Lakeview Farms

August 18, 2013 Newsletter

Late Season Raspberries are starting

Prelude Red Raspberries are available to pick starting Monday August 19, 2013. Because of the cooler weather during the bloom and berry formation period, the Prelude looks great! Berry size and color looks much improved from 2012. Also, with the cooler weather there has been almost no (so far) sunburning of berries exposed to the hot afternoon sun.

The "fall" crop of Fall Gold yellow raspberries also looks much improved from 2012 and the Nova should produce a high quality very late Red Raspberry crop (about mid September in 2013).

 Fall raspberries are normally less productive than the June crop so we will continue to handle fall picking in low key fashion: 1. Customer self check in/out (Pricing is $2 per half pint and either cash or check is acceptable). 2. Customers may pick wherever they please (no field supervisor) 3. Picking status/conditions may not be updated on our web site and our main farm land number for the berry season (636-978-8830) remains seasonally disconnected until next April.  However, information on picking conditions and hours for the current day, are available by calling me on my cell phone (636-387-2695) from 6 AM until 5 PM.  Early in the season it would be a good idea to call me right before making a trip to the farm.  Picking hours during August and the first half of September will be Monday thru Saturday from 8:00 AM until 12:00 Noon.  Depending upon the availability of berries and the flow of customers we may have to make adjustments to our hours and days of operation but I will post this on our website at  Be sure to enter our farm at the LOWER level across the street from Grace Church and follow the instructions on the white dry erase board -- call me on my cell phone if you need additional help or directions to the raspberry patch once you arrive.
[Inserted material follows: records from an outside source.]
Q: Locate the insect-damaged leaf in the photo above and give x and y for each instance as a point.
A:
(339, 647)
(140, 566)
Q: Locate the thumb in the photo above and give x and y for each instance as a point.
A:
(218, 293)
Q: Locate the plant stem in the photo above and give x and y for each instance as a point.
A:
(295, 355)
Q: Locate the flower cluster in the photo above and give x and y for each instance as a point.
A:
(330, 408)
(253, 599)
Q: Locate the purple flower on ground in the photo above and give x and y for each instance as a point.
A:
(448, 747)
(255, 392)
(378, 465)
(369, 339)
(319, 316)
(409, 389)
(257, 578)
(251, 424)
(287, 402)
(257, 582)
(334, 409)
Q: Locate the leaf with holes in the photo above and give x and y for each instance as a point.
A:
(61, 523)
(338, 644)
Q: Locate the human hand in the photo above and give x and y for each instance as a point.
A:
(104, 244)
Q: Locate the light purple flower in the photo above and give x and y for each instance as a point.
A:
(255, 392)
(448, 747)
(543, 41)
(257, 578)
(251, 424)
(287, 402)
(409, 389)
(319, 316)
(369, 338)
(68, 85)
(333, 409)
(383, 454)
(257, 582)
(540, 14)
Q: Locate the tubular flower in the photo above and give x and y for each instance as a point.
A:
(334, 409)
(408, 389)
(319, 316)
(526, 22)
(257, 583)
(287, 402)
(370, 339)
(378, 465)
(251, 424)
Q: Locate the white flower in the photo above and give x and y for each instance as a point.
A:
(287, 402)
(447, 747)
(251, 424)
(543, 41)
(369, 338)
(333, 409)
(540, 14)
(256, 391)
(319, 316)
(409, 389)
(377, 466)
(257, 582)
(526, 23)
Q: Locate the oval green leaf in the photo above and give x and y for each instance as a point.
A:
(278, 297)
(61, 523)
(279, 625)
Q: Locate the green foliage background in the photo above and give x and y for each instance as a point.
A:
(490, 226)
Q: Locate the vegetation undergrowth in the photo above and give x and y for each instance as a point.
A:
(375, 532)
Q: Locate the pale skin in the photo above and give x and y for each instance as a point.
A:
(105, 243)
 For those of you new to picking fall raspberries keep in mind that the fall Prelude berries normally hang under the foliage and there are usually both blossoms and ripe fruit on each cane so you need to use the white metal raspberry carriers to hold the picked fruit and adopt a "two free hands" picking approach (one to lift the canes and one to pick the berry) to avoid "picking" honey bees or yellow jacket wasps.  Raspberry blossoms are extremely attractive to honey bees and yellow jacket wasps "pig out" on ripe fruit.  Unlike the summer crop, fall raspberries are more prone to mold in periods of cool, wet weather so their storage life is limited despite our treatments of fungicides specifically targeted against grey mold.